Nutlin-3a reversed the fluoride-mediated p21 protein decrease by increasing p-p21 levels. (a) LS8 cells were treated with Nutlin-3a (5 μM) for 2 h followed by the additional NaF (5 mM) for 6 h and then protein was immunoprecipitated using anti-p21 antibody. NaF treatment increased MDM2-p21 binding and Nutlin-3a inhibited this binding. The numbers show relative protein expression vs. control (0 mM NaF). Input and IP lane relative expression was calculated separately for IP lanes. (b) LS8 cells were treated with Nutlin-3a (1–5 μM) for 2 h followed by the additional NaF (5 mM) for 24 h. p21 (18 kDa) and p-p21 (21 kDa) were detected by Western blots. Nutlin-3a treatment (24 h) reversed fluoride-mediated p21 degradation and increased p-p21 levels. The numbers show relative expression normalized by the loading control β-actin (44 kDa). Statistical analysis of relative protein expression of p21 and p-p21 are shown in supplementary Figure S8. (c) Cells were treated with fluoride (5 mM) with/without Nutlin-3a for 24 h. p-p21 (green), nucleus (DAPI; blue) and β-actin (red) expression were detected by immunocytochemistry. Nutlin-3a addition augmented p-p21 expression compared to NaF treatment alone. (d) LS8 cells were treated with Nutlin-3a (5 μM) for 2 h followed by the additional NaF (5 mM) for 24 h. Nutlin-3a alone significantly increased p21 mRNA compared to controls, but Nutlin-3a treatment with NaF did not alter p21 expression compared to NaF alone. Data are presented as the mean ± SD (**; p < 0.01, *; p < 0.05 vs. 0 mM).

Figure 8

Nutlin-3a ameliorated fluoride-induced apoptosis in LS8 cells. LS8 cells were treated with Nutlin-3a (1 μM or 5 μM) for 2 h followed by the addition of NaF (5 mM) for 24 h. DNA damage marker γH2AX (15 kDa) expression and caspase-3 cleavage (17 kDa) were detected by Western blot. Nutlin-3a attenuated caspase-3 cleavage and reduced γH2AX expression. The numbers show relative expression normalized by the loading control β-actin (44 kDa). Statistical analysis of relative protein expression of cleaved-caspase-3 and γH2AX are shown in supplementary Figure S9.

Figure 9

Schema of MDM2-p53 and MDM2-p21 signaling in fluoride toxicity.

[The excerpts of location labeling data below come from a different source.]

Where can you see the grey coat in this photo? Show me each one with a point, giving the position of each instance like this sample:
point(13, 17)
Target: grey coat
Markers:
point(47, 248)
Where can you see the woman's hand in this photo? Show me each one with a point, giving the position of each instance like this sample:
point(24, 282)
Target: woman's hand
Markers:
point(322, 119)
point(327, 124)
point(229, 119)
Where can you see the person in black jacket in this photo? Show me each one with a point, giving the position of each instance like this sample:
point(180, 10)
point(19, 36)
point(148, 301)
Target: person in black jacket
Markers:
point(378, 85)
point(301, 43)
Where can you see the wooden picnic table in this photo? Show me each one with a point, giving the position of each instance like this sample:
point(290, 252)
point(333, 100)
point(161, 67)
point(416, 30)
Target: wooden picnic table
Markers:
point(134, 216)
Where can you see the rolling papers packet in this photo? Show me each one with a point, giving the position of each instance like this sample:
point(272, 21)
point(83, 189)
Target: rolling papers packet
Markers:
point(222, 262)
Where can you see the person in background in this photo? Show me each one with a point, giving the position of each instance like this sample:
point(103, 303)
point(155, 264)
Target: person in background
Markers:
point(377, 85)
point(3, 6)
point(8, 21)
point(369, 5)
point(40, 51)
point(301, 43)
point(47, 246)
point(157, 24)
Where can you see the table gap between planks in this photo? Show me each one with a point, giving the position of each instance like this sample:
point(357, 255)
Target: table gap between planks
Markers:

Fluoride increases acetylated-p53 (Ac-p53) levels to upregulate transcription of Mdm2 and p21. In the early phase (1–6 h), fluoride induces phosphorylation of p21 (p-p21), which translocates p21 from the nucleus to the cytoplasm where p-p21 counteracts fluoride-induced apoptosis. Fluoride enhances MDM2-p53 and MDM2-p21 formation to promote MDM2-mediated p53 and p21 proteasomal degradation that leads to p21 and p-p21 attenuation in the late phase (24 h). Nutlin-3a inhibits MDM2-p53 and MDM2-p21 binding. Nutlin-3a or MG-132 (proteasome inhibitor) reverses fluoride-induced p21 attenuation and increases p-p21 to suppress fluoride-mediated apoptosis.